Surveillance, anticipation and firefighting: Perspectives of patient safety from a New Zealand case study
journal contributionposted on 12.06.2020 by J Wailling, Brian Robinson, M Coombs
Any type of content formally published in an academic journal, usually following a peer-review process.
© 2018 John Wiley & Sons Ltd Aim: This study explored how doctors, nurses and managers working in a New Zealand tertiary hospital understand patient safety. Background: Despite health care systems implementing proven safety strategies from high reliability organisations, such as aviation and nuclear power, these have not been uniformly adopted by health care professionals with concerns raised about clinician engagement.

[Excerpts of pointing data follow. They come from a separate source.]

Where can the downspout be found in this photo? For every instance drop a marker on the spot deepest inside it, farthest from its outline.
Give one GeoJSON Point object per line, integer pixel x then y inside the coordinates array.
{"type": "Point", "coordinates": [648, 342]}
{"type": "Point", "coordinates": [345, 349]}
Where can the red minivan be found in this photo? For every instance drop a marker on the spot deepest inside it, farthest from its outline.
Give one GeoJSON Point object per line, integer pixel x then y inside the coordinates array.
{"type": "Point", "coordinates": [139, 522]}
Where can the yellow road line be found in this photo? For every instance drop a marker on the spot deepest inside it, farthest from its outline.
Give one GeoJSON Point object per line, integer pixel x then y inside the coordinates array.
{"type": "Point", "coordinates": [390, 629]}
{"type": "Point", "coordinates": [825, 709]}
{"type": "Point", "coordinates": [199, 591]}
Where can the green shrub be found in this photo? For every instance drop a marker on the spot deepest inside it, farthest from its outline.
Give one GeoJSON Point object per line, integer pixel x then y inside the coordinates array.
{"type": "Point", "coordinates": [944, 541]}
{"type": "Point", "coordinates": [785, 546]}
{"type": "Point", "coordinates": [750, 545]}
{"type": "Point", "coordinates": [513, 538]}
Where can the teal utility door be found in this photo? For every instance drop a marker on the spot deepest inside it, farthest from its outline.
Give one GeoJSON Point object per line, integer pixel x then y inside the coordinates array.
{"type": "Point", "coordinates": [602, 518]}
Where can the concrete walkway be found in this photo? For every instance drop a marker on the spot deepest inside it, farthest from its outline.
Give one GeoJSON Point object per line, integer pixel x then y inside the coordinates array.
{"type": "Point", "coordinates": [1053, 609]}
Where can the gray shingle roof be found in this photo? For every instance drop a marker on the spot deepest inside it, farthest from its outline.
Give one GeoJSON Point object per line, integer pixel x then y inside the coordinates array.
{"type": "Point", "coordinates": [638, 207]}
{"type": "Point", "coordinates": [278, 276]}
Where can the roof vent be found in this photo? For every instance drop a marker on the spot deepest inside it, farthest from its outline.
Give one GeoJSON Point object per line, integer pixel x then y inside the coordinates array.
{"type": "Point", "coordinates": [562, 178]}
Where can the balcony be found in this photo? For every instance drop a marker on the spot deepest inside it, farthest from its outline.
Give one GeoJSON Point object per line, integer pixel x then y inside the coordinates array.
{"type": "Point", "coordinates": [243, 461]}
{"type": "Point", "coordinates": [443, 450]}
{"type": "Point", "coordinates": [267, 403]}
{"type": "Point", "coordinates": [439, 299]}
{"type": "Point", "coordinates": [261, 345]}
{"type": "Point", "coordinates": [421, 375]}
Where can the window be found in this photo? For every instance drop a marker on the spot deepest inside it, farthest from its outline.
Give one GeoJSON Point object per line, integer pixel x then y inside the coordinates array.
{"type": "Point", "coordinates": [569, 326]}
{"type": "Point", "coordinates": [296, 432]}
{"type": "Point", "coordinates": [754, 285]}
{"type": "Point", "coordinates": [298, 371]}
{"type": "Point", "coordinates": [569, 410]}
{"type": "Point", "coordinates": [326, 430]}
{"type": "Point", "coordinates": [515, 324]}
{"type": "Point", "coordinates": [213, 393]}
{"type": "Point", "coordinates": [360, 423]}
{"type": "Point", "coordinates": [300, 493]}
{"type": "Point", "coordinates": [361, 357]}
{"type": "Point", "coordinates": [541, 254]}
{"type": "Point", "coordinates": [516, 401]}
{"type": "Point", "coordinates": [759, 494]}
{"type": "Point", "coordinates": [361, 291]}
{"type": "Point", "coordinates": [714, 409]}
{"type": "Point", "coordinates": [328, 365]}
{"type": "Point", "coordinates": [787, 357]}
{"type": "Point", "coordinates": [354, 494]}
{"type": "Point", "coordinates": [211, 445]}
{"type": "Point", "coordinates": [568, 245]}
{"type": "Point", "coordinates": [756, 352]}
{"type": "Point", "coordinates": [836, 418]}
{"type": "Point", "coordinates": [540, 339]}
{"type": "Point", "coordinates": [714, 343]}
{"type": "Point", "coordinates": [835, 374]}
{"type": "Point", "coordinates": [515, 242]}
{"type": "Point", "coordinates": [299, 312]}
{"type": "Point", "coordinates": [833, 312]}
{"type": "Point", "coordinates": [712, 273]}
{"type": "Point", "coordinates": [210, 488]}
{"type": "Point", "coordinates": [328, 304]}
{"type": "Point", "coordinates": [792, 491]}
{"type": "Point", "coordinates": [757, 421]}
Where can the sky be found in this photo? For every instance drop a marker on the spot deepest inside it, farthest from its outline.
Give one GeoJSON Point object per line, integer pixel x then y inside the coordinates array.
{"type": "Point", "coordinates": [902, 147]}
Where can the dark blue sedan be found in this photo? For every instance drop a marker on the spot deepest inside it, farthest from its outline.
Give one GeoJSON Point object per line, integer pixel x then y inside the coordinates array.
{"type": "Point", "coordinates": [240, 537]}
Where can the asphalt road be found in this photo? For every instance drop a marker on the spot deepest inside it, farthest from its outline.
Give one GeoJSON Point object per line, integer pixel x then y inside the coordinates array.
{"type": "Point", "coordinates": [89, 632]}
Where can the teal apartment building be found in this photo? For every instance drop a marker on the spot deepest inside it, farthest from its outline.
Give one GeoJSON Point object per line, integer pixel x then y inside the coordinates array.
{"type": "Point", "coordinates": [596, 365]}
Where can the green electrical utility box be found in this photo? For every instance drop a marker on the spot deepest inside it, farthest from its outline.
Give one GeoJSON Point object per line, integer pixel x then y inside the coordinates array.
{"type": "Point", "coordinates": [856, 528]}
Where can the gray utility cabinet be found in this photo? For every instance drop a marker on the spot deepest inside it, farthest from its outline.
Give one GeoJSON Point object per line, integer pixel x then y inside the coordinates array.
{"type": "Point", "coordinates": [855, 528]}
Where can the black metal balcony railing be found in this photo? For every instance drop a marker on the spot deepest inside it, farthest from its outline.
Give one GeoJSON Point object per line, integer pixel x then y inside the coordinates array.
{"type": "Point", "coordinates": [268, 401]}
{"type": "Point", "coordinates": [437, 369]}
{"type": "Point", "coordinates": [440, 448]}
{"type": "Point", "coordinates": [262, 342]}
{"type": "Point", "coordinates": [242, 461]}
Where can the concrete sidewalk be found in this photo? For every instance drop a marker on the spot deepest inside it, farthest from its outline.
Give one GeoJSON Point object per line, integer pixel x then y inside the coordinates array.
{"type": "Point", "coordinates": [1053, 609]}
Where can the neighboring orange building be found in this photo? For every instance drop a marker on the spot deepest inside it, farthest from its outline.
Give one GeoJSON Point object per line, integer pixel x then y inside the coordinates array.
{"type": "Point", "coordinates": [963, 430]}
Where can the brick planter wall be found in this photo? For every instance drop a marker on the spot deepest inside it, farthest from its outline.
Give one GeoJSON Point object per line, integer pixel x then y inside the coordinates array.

Design: Instrumental, embedded case study design using qualitative methods. Methods: The study used purposeful sampling, and data was collected using focus groups and semi-structured interviews with doctors (n = 31); registered nurses (n = 19); and senior organisational managers (n = 3) in a New Zealand tertiary hospital. Results: Safety was described as a core organisational value. Clinicians appreciated proactive safety approaches characterized by anticipation and vigilance, where they expertly recognized and adapted to safety risks. Managers trusted evidence-based safety rules and approaches that recorded, categorized and measured safety. Conclusion and Implications for Nursing Management: It is important that nurse managers hold a more refined understanding about safety. Organisations are more likely to support safe patient care if cultural complexity is accounted for. Recognizing how different occupational groups perceive and respond to safety, rather than attempting to reinforce a uniform set of safety actions and responsibilities, is likely to bring together a shared understanding of safety, build trust and nurture safety culture.